Emanation de la génération Hara-Kiri, qui a apporté un ton libertaire et irrévérencieux dans la presse française, Charlie Hebdo, dans sa version hebdomadaire, fut lancé en 1969 par l'équipe de Cavanna, Choron et Delfeil de Ton, puis relancé dans sa version actuelle en juillet 1992.
Sous la plume acérée et caustique de Siné, Gébé, Willem, Wolinski, Cabu, Charb, Oncle Bernard (l'économiste Bernard Maris, tué dans l'attentat), Luz, Tignous..., le catholicisme, l'islamisme, le judaïsme, les partis politiques, l'extrême droite au premier chef, sont tournés en dérision dans une publication se revendiquant de la "gauche plurielle".
Taxé d'islamophobie, Charlie Hebdo s'est attiré les critiques, voire les foudres des représentants du culte musulman en France à partir de février 2006 avec la publication des caricatures de Mahomet du journal danois Jyllands-Posten, qui avaient provoqué de vives protestations dans le monde musulman.
"MOURIR DEBOUT"
"Il n'y a que trois 'Une' qui ont fait scandale, toujours sur l'islam", témoignait Charb en 2012 dans Le Monde. "Il faut continuer jusqu'à ce que l'islam soit aussi banalisé que le catholicisme", ajoutait-il.

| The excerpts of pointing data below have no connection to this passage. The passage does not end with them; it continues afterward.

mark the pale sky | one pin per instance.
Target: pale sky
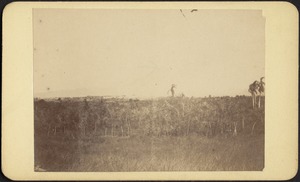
(140, 53)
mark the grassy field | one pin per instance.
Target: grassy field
(190, 153)
(212, 134)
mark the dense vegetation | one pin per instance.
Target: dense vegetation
(148, 134)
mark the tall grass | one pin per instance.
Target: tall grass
(190, 153)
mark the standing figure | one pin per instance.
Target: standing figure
(172, 89)
(261, 89)
(254, 90)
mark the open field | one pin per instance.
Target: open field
(167, 134)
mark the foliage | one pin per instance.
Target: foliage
(213, 116)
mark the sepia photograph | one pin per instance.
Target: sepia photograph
(148, 90)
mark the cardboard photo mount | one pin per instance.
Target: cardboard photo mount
(281, 72)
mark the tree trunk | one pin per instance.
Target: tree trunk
(243, 122)
(235, 130)
(188, 128)
(253, 128)
(95, 127)
(122, 131)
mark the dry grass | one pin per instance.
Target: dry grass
(189, 153)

"Je n'ai pas l'impression d'égorger quelqu'un avec un feutre", disait-il, alors que plusieurs responsables politiques, de droite comme de gauche, ont défendu la liberté d'expression de "Charlie" tout en dénonçant des "excès".
En 2006, le Conseil français du culte musulman (CFCM), notamment, avait demandé l'interdiction du numéro jugé blasphématoire.

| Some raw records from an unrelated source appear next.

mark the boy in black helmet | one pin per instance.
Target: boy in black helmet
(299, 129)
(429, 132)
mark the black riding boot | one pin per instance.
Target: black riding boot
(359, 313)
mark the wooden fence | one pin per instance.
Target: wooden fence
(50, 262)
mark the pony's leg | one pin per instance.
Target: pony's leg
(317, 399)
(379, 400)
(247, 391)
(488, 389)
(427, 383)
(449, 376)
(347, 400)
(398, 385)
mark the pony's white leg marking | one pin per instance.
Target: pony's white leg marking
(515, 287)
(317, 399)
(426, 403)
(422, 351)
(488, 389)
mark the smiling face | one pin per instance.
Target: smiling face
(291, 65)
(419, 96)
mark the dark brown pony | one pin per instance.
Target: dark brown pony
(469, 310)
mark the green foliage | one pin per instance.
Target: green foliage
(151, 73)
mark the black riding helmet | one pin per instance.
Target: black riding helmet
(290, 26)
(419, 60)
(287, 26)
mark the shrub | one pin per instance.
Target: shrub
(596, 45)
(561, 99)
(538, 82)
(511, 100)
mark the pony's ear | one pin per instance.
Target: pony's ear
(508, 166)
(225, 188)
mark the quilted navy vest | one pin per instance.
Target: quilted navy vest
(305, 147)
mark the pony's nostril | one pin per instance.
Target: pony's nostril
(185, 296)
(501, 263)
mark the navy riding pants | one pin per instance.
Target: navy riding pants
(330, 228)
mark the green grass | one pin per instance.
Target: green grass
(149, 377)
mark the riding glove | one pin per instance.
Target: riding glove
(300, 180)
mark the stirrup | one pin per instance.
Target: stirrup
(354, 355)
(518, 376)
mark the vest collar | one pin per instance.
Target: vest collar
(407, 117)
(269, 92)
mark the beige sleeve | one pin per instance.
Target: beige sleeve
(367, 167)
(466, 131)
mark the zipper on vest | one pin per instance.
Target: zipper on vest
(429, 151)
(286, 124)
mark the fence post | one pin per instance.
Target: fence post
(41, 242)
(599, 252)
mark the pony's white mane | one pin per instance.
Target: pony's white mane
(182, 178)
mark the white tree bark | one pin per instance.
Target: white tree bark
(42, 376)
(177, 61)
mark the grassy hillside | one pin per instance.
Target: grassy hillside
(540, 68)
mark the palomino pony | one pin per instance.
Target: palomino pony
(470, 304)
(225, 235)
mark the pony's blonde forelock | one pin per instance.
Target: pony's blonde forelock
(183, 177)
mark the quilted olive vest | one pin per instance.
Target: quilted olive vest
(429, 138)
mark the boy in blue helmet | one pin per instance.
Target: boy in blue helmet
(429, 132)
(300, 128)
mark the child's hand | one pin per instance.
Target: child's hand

L'hebdomadaire a été poursuivi par la Grande Mosquée de Paris, l'Union des organisations islamiques de France (UOIF) et la Ligue islamique mondiale. Le procès s'est soldé par une relaxe en mars dernier.
Les autorités religieuses musulmanes françaises ont unanimement dénoncé mercredi "une déclaration de guerre", "un acte de barbarie".

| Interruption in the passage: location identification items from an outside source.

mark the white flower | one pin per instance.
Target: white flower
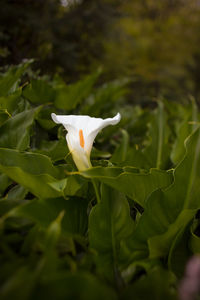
(82, 131)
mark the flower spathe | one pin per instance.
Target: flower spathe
(81, 132)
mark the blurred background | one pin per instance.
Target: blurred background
(155, 44)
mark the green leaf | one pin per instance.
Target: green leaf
(158, 283)
(184, 129)
(14, 133)
(134, 183)
(169, 212)
(33, 171)
(109, 224)
(105, 97)
(45, 211)
(158, 150)
(4, 116)
(9, 81)
(80, 285)
(10, 102)
(39, 92)
(120, 153)
(68, 97)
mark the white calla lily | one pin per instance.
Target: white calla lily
(82, 131)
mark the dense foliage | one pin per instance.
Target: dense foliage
(56, 241)
(155, 43)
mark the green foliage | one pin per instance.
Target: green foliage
(56, 240)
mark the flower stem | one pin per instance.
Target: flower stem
(96, 190)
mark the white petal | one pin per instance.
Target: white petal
(96, 125)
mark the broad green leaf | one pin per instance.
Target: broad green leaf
(4, 116)
(4, 182)
(109, 224)
(11, 101)
(53, 232)
(39, 92)
(158, 283)
(120, 153)
(14, 133)
(56, 150)
(184, 129)
(157, 152)
(33, 171)
(134, 183)
(68, 97)
(45, 211)
(169, 212)
(80, 285)
(9, 81)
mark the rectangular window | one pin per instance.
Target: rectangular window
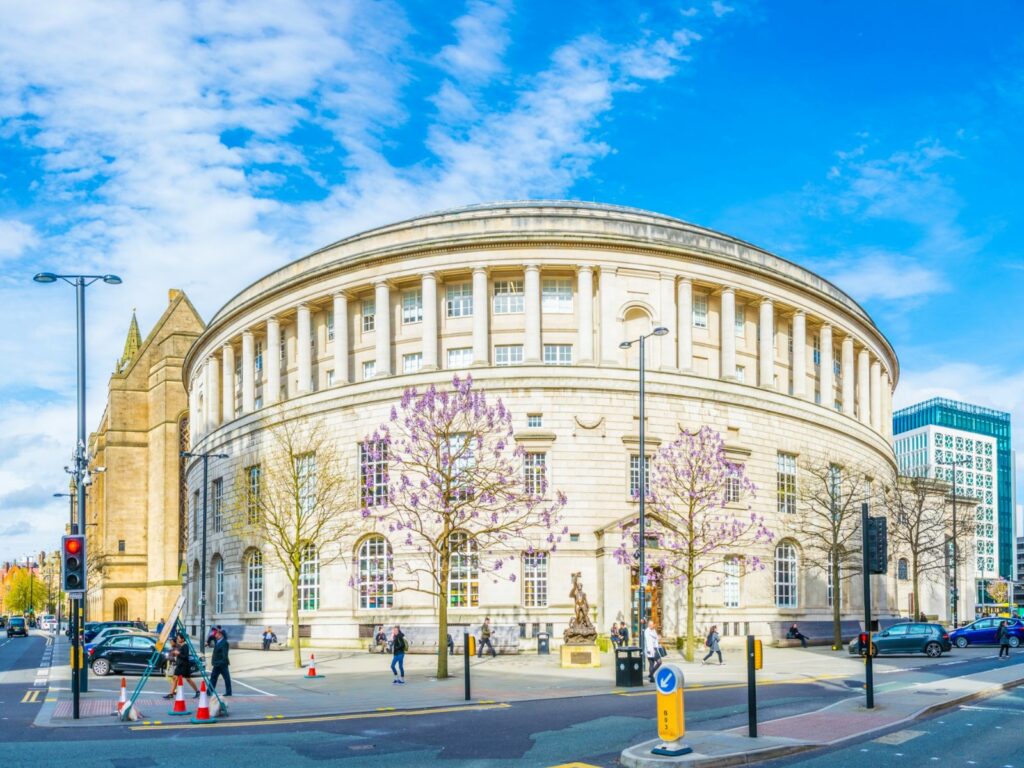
(535, 468)
(461, 357)
(730, 584)
(373, 473)
(369, 314)
(412, 306)
(253, 488)
(509, 296)
(557, 354)
(412, 363)
(508, 354)
(699, 310)
(535, 580)
(460, 300)
(556, 296)
(786, 483)
(217, 503)
(635, 476)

Le siège de l'hebdomadaire, alors dans le XXe arrondissement, avait été incendié en novembre 2011 après l'annonce de la sortie d'un numéro baptisé "Charia Hebdo», avec «Mahomet rédacteur en chef". Le sinistre n'avait pas fait de blessé. Le site internet du journal avait été piraté.
Depuis ces événements, la rédaction, qui avait déménagé dans un immeuble du XIe arrondissement, sans signe distinctif, bénéficiait d'une protection policière.
"Je ne savais pas que c'était Charlie Hebdo. Il y avait un camion et une voiture de police jour et nuit devant depuis des mois, mais ça avait été levé il n'y a pas longtemps", a déclaré un habitant à Reuters.
Quelques minutes avant l'attaque, survenue vers 11h00 (10h00 GMT), la rédaction avait posté sur son compte Twitter un dessin d'Honoré représentant le chef de l'Etat islamique Abou Bakr al Baghdadi, sous la phrase "Meilleux voeux, au fait".
Sur les réseaux sociaux, les réactions négatives envers Charlie Hebdo voisinaient mercredi avec les hommages : "C'est bien fait pour Charlie Hebdo. A force de jouer avec le feu, on se brûle", peut-on lire notamment.
"C'est peut-être un peu pompeux ce que je vais dire, mais je préfère mourir debout que vivre à genoux", avait déclaré Charb en 2012 dans Le Monde.